Browse and submit language model benchmarks
Retrain models for new data at edge devices
View LLM Performance Leaderboard
Track, rank and evaluate open LLMs and chatbots
View and compare language model evaluations
Teach, test, evaluate language models with MTEB Arena
Persian Text Embedding Benchmark
Display LLM benchmark leaderboard and info
Leaderboard of information retrieval models in French
Upload ML model to Hugging Face Hub
Display leaderboard for earthquake intent classification models
Export Hugging Face models to ONNX
Measure over-refusal in LLMs using OR-Bench
The HHEM Leaderboard is a platform designed for model benchmarking, allowing users to browse and submit language model benchmarks.

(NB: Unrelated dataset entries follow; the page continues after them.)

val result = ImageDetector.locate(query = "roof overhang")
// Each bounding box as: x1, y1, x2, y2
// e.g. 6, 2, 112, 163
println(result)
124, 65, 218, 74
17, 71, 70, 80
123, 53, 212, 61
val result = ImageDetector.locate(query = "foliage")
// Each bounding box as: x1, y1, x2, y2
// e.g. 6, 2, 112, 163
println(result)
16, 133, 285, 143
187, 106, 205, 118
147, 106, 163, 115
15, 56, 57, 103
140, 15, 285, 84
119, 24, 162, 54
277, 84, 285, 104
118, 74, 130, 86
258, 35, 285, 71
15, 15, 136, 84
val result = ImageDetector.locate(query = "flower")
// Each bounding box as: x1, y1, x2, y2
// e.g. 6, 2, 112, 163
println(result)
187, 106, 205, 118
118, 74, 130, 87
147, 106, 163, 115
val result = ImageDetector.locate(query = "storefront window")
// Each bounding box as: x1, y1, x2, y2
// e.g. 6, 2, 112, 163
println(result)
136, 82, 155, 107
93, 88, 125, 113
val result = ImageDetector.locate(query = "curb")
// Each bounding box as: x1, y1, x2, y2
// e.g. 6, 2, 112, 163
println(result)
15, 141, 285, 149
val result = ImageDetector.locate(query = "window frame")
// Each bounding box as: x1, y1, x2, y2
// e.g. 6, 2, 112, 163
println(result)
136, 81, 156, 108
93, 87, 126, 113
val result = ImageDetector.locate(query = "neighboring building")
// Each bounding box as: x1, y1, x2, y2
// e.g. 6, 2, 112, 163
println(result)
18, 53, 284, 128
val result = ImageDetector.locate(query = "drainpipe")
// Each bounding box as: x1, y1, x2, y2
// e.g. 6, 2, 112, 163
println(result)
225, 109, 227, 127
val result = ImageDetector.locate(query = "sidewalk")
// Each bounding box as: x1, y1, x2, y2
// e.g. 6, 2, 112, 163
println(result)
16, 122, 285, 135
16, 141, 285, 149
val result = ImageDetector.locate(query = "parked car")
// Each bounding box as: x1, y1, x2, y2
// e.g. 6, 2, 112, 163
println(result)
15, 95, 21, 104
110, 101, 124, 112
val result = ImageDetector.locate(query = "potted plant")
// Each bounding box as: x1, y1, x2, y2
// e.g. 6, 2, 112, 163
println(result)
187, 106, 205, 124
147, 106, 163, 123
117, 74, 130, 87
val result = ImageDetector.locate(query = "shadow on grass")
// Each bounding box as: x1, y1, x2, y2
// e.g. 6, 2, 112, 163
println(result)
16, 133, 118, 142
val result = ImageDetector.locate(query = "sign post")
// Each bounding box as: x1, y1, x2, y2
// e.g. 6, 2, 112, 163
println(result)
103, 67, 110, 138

It serves as a centralized hub for comparing the performance of various language models across different tasks and datasets. The leaderboard provides a transparent and standardized way to track advancements in language model capabilities.
What does HHEM stand for?
HHEM stands for Human-Human Empirical Metrics, focusing on evaluating language models based on human-like performance benchmarks.
Can I submit my own language model benchmarks?
Yes, HHEM Leaderboard allows users to submit benchmarks for their own language models, provided they follow the submission guidelines and criteria.
How often are the benchmarks updated?
The benchmarks are updated regularly as new models are submitted or as existing models are re-evaluated with updated metrics.